HIV drug effective against HER2 breast cancer

Nelfinavir, a protease inhibitor used in the treatment of human immunodeficiency virus (HIV), has been found to inhibit the growth of human epidermal growth factor receptor 2 (HER2)-positive tumors in mice.

Noting in Journal of the National Cancer Institute (2012;104[20]:1576-1590) that new drug targets specific for HER2-positive breast cancer, a highly aggressive form of the disease, are needed, Joong Sup Shim, PhD, and fellow investigators screened the Johns Hopkins Drug Library to identify a number of inhibitors of breast cancer cells. Shim, of the Department of Pharmacology and Molecular Sciences at Johns Hopkins School of Medicine in Baltimore, Maryland, and the rest of the research team then performed a pharmacologic profile of seven genotypically individual breast cancer cell lines using a subset of those inhibitor agents.

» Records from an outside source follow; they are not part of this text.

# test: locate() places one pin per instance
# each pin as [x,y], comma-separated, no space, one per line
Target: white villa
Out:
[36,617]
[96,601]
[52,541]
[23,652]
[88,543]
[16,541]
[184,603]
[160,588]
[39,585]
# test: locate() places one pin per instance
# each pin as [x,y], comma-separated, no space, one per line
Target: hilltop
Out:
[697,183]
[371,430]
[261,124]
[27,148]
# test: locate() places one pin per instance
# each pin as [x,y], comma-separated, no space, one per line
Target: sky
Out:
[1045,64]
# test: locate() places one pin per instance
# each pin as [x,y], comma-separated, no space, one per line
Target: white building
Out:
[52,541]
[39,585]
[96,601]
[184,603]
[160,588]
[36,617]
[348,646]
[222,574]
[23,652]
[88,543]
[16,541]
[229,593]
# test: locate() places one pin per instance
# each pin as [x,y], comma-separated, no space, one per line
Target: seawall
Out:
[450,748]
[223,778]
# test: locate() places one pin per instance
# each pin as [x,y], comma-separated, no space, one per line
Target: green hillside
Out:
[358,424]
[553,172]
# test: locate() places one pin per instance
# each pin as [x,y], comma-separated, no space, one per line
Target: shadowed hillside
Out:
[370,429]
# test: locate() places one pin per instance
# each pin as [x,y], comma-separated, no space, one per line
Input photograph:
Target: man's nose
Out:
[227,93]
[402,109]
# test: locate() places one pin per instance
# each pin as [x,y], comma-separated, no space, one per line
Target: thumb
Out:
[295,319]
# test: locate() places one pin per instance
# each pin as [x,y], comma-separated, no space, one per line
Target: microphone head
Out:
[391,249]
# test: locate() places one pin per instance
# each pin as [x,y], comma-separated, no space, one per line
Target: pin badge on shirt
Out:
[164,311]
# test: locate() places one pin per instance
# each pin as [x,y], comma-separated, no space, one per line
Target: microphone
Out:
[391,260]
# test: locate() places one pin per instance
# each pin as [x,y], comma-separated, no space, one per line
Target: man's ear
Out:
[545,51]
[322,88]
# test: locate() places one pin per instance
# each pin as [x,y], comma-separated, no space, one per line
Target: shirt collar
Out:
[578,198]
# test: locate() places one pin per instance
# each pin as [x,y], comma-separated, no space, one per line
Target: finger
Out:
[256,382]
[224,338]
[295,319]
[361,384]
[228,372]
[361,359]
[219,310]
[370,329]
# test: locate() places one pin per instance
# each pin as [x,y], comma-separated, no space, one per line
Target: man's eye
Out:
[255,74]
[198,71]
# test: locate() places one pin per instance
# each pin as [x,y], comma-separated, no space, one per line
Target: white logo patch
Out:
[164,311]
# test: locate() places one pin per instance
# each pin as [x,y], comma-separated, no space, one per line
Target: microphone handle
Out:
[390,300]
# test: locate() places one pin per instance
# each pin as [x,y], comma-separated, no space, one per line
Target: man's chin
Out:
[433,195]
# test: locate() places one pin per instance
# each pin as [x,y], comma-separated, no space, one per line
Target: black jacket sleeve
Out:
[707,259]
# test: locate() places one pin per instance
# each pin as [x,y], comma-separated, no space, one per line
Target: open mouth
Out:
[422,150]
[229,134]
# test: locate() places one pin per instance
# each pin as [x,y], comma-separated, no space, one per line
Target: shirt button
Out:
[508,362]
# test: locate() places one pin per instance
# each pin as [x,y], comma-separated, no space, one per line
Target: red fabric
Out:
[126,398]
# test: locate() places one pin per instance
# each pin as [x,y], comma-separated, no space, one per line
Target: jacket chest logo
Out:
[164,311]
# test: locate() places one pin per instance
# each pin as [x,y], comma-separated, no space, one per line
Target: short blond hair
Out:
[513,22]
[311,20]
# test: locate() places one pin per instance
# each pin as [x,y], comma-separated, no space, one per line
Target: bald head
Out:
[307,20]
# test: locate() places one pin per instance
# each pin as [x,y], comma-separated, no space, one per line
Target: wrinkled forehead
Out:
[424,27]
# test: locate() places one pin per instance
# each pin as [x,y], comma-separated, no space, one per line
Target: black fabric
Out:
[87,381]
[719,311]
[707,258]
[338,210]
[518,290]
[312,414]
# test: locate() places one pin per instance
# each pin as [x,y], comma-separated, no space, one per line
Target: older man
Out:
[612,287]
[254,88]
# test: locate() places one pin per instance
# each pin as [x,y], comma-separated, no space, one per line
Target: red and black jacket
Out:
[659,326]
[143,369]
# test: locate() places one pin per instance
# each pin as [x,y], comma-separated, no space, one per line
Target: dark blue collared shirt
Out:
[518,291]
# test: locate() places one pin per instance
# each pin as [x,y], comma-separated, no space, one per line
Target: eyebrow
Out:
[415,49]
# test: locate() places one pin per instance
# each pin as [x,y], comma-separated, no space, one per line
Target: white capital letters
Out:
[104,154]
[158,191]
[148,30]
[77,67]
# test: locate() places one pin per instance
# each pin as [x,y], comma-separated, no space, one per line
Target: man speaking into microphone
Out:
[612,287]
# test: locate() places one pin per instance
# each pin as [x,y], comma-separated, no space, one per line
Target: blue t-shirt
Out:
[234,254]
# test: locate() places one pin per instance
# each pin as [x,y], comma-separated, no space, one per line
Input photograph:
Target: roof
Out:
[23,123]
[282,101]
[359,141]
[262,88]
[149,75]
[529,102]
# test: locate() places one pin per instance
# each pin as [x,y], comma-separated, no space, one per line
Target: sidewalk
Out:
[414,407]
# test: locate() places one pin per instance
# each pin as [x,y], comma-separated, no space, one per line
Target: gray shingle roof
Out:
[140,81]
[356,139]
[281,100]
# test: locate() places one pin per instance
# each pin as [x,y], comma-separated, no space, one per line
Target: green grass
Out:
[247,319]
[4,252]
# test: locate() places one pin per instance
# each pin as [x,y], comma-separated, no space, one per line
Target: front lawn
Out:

The profiling revealed that nelfinavir selectively inhibited the growth of HER2-positive breast cancer cells in mice, and also inhibited the growth of trastuzumab-resistant and/or lapatinib-resistant HER2-positive breast cancer cells in vitro at concentrations consistent with dosage regimens used for HIV patients. 

“With a relatively low toxicity profile and much available information on its drug-drug interactions and on pharmacokinetics, nelfinavir is ready for clinical testing in HER2 breast cancer patients,” the researchers concluded.